Estos últimos días han salido a la luz varias denuncias de acoso sexual en la universidad.  Tal y como se ha ido recogiendo a lo largo de la serie Omertá y otros artículos como “La motivación de las personas bystander de intervenir en casos de bullying”, es muy importante alzar la voz, denunciar, pero sobre todo ser bystander. Esto significa que, ante sospecha o conocimiento de algún comportamiento que podría derivar o que ha acabado en una situación de acoso, no hay que callar sino informar.

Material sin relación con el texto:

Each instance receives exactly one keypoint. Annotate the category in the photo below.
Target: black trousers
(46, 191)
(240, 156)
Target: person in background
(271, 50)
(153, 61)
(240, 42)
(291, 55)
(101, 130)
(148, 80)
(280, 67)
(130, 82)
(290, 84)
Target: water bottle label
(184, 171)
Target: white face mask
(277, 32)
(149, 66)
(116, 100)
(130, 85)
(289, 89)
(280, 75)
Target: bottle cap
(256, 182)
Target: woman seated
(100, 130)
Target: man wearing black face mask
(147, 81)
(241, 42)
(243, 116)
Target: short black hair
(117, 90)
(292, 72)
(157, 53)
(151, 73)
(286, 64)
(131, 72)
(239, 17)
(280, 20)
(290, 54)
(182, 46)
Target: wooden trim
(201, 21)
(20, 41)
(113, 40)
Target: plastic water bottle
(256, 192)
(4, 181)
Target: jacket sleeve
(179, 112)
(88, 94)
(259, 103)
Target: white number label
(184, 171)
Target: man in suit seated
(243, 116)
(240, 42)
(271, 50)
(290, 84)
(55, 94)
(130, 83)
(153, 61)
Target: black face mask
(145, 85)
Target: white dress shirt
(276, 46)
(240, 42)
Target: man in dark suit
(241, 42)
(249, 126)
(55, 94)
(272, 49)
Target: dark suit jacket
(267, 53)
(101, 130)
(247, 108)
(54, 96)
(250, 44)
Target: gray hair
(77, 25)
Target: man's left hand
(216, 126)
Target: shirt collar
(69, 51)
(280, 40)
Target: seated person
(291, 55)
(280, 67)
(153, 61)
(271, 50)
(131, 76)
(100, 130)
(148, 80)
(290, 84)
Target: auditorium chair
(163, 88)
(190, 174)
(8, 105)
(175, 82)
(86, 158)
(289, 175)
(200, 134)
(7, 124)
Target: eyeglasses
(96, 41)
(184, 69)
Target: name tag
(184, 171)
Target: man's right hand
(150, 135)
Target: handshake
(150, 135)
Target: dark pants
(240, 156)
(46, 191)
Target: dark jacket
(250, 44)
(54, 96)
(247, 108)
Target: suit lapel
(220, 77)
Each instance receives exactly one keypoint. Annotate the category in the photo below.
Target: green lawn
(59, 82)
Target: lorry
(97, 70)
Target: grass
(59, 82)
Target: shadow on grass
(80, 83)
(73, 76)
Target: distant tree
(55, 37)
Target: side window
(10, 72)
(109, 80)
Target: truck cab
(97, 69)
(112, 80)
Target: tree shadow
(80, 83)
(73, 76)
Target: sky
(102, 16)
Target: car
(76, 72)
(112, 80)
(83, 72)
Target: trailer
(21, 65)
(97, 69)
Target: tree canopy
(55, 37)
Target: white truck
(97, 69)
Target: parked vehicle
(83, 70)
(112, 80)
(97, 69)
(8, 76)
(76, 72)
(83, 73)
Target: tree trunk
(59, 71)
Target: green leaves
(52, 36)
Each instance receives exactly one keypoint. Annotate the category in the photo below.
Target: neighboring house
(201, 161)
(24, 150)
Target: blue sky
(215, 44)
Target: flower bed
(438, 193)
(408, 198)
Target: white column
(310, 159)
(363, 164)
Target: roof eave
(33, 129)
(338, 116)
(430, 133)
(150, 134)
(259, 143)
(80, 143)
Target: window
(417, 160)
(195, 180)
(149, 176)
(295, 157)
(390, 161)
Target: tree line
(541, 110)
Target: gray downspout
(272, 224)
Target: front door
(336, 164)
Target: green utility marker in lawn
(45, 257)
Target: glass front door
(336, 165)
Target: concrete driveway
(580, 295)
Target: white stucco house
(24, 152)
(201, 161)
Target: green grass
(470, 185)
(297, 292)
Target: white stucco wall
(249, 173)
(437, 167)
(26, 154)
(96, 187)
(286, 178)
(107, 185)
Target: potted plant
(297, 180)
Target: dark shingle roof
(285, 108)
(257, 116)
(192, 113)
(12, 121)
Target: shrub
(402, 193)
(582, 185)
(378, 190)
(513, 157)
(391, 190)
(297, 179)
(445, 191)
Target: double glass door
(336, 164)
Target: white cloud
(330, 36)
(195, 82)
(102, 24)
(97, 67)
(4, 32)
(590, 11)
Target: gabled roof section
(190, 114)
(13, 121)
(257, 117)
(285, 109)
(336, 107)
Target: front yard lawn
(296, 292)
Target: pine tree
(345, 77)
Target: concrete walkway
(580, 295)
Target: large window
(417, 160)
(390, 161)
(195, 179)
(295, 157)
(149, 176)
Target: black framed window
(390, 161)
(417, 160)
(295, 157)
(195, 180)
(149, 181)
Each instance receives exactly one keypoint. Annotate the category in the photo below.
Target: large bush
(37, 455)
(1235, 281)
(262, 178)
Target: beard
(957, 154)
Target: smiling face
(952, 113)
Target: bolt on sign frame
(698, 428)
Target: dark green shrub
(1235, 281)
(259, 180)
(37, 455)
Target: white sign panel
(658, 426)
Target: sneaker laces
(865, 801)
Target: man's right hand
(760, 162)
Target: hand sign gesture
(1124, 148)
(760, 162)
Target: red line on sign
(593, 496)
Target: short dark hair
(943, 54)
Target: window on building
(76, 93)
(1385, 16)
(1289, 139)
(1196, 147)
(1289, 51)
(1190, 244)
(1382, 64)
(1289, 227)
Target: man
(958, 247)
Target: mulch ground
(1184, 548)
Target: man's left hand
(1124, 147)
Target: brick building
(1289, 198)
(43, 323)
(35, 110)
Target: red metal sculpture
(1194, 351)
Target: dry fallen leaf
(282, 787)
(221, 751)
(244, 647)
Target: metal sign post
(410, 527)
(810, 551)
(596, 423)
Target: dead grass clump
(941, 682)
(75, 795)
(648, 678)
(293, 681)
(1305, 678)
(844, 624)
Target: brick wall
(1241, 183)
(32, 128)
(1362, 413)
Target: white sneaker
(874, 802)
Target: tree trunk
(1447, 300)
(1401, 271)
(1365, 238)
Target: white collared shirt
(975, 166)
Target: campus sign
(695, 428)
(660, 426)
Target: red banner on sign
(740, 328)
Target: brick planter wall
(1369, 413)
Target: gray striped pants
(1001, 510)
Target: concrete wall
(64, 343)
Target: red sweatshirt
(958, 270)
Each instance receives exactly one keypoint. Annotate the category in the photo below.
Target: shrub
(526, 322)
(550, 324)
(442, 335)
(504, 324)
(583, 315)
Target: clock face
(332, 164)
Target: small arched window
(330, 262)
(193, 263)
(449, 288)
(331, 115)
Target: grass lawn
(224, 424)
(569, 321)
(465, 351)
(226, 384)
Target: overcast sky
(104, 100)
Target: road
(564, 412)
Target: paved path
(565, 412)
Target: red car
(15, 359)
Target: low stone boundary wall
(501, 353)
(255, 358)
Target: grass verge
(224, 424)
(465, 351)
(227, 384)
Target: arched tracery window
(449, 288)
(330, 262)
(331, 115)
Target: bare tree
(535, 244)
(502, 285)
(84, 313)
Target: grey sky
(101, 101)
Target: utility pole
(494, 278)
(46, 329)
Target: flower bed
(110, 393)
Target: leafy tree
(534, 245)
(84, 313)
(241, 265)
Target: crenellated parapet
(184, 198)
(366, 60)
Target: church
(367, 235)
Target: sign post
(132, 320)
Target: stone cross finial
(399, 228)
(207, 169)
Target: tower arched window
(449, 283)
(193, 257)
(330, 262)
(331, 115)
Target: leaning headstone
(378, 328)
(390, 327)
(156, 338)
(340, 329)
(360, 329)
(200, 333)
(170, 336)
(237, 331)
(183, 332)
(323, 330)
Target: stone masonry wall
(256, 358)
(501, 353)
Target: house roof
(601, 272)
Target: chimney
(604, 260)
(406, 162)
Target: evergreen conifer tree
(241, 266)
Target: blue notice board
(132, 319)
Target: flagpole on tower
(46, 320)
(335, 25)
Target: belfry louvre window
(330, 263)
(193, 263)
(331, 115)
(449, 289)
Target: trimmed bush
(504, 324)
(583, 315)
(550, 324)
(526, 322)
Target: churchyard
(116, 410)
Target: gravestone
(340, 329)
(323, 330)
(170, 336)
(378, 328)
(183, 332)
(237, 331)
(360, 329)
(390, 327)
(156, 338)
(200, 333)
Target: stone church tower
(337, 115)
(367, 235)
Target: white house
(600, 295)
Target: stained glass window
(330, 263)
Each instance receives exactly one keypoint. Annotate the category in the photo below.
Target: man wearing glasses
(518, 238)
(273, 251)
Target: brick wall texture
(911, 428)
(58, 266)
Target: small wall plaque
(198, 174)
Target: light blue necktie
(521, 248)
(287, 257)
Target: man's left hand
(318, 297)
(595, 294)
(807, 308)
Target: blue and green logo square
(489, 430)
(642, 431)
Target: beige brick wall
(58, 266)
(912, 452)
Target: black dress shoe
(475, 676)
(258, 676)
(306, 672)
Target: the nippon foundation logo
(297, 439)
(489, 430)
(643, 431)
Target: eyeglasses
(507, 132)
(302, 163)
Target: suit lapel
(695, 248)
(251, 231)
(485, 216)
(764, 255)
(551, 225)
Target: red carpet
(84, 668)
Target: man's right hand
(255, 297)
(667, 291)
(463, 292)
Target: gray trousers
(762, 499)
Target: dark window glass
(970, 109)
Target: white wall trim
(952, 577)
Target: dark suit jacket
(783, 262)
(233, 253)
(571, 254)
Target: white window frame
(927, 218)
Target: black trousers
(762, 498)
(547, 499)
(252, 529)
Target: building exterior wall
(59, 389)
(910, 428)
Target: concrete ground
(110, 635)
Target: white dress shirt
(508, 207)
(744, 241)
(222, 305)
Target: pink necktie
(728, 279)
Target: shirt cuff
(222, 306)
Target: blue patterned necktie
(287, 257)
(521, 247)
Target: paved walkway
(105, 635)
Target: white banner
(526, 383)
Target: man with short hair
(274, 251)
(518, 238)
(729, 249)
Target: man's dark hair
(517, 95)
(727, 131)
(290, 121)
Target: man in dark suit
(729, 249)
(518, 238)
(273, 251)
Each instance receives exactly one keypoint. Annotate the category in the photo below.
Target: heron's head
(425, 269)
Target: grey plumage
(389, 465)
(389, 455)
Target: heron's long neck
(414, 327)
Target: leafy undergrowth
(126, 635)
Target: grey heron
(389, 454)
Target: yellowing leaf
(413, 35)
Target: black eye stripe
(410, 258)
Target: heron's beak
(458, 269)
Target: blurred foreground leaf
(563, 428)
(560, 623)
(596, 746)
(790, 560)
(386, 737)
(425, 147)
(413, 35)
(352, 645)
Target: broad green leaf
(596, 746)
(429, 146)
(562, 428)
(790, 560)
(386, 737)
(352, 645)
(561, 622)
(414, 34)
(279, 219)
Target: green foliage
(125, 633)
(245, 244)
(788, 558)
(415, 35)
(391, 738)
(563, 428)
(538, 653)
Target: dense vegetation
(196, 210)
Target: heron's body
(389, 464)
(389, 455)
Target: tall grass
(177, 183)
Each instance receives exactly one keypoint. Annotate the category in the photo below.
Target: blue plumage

La Vanguardia recogía recientemente la iniciativa de sancionar a los alumnos y alumnas que silencien casos de abuso escolar o bullying. El decreto propuesto entraría en vigor en próximo curso y obligaría al alumnado a informar al profesorado de cualquier caso de acoso escolar que conozcan.

 

Con esta medida se pretende, por un lado, eliminar los suicidios entre menores que han sufrido acoso escolar y, por el otro, concienciar desde edades tempranas de la importancia de no quedarse de brazos cruzados ante este tipo de injusticias.

 

Ya existen actuaciones de éxito como El Club de los Valientes que pretende educar en la prevención de la violencia desde los cero años y que ha revertido la figura del “chivato”, transformándola en la de una persona valiente, que cuida y protege a los demás ante la vulneración de los derechos de una persona víctima de acoso escolar.